CPEC has been the topic of discussion for almost every rational Pakistani for many years. Paradoxically, it has been indoctrinated in our minds that this project will serve as a game-changer for Pakistan as it brings development projects. These include infrastructure-related projects and energy initiatives.
Different infrastructural projects have been completed while many others are still in progress. Special economic zones are being constructed across the country, including Khyber Pakhtunkhwa. These different projects are to be completed before 2025.
Special economic zones are among the main projects. Subsequently, the whole CPEC route has been declared a free economic zone. This means that China’s economy as well as Pakistan’s economy will have access to each other’s markets without any tariff or non-tariff barriers.
Given our inefficient domestic industries and the negative net benefit of our free trade agreement with China, we might conclude that Pakistan’s industries will never compete with Chinese industries if they don’t have special protection under free economic zones. As a result, our domestic industries may become deactivated.
This compels us to question whether CPEC can bring prosperity to Pakistan. Can we reap the benefits of this initiative? Do we have the potential to pay back what has been invested into this initiative? In this context, the words of Dr Asfaque Hassan Khan, an illustrious economist, instantly come to mind: “Debt in itself in not a bad thing, it is the burden of the debt which have serious repercussions on any economy”.
If you do not have the ability to utilise your debt productively, the principal amount and the interest payment (amortisation payment) will cause problems and may result in a leakage from the economy. Pakistan, in its recent fiscal budget, allocated Rs1,620 billion for amortisation payments. This is because the accumulated external debt has reached an alarming rate.
The authorities concerned would have had to ponder over the matter before signing the agreement to ensure that we don’t face a similar situation to the one which the Sri Lankan government has recently encountered with regard to the Hambantota Port.
In 2010, Mahinda Rajapaksa, the then president of Sri Lanka, signed an agreement with China to build a sea port in the Indian Ocean in order to harbour Hambantota – the hometown of Rajapaksa – after it was crushed by a tsunami in 2004. The proposal of the Hambantota Port was first presented to the Indian government. But they refused to invest in the project on the grounds of economic viability. When the same offer was made to China, it invested about $1.5 billion in 2010 to build the port.
Because the port remained empty for months after it was completed – and also due to the lack of economic viability of the port – the Sri Lankan government finds it difficult to make the project profitable. It has struggling to generate enough money for the amortisation payment of the loan taken from China. Therefore, Sri Lanka has been left with no other option but to lease the same port for 99 years to China.
Geopolitical analysts consider China’s decision to invest in the port a strategic investment. It has been done with a view to gain access to the Indian Ocean.
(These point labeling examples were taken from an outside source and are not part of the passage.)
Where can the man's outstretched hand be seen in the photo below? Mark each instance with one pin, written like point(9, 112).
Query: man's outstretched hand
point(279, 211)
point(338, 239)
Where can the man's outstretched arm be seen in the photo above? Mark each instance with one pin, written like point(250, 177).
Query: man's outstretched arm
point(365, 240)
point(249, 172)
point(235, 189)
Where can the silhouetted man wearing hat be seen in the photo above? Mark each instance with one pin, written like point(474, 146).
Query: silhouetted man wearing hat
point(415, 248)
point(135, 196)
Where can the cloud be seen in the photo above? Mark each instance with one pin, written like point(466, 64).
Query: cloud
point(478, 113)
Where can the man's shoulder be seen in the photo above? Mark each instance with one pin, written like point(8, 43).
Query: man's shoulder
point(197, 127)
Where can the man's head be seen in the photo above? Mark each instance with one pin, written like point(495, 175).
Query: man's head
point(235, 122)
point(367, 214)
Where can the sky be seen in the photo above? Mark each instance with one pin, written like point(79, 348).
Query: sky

The analyst further argued that Chinese investment in different countries under the One Belt One Road (OBOR) initiative may face similar straits.
CPEC has been launched with investment worth $62 billion, which is almost 20 percent of our current GDP. In addition to the economic factors, this gigantic project may have similar strategic repercussions as those that were witnessed in Sri Lanka and we may lose chunks of our land that we cannot afford. The upcoming government needs to reconsider this matter and restructure policies before it is too late.
The writer heads the department of economics at the University of Swabi.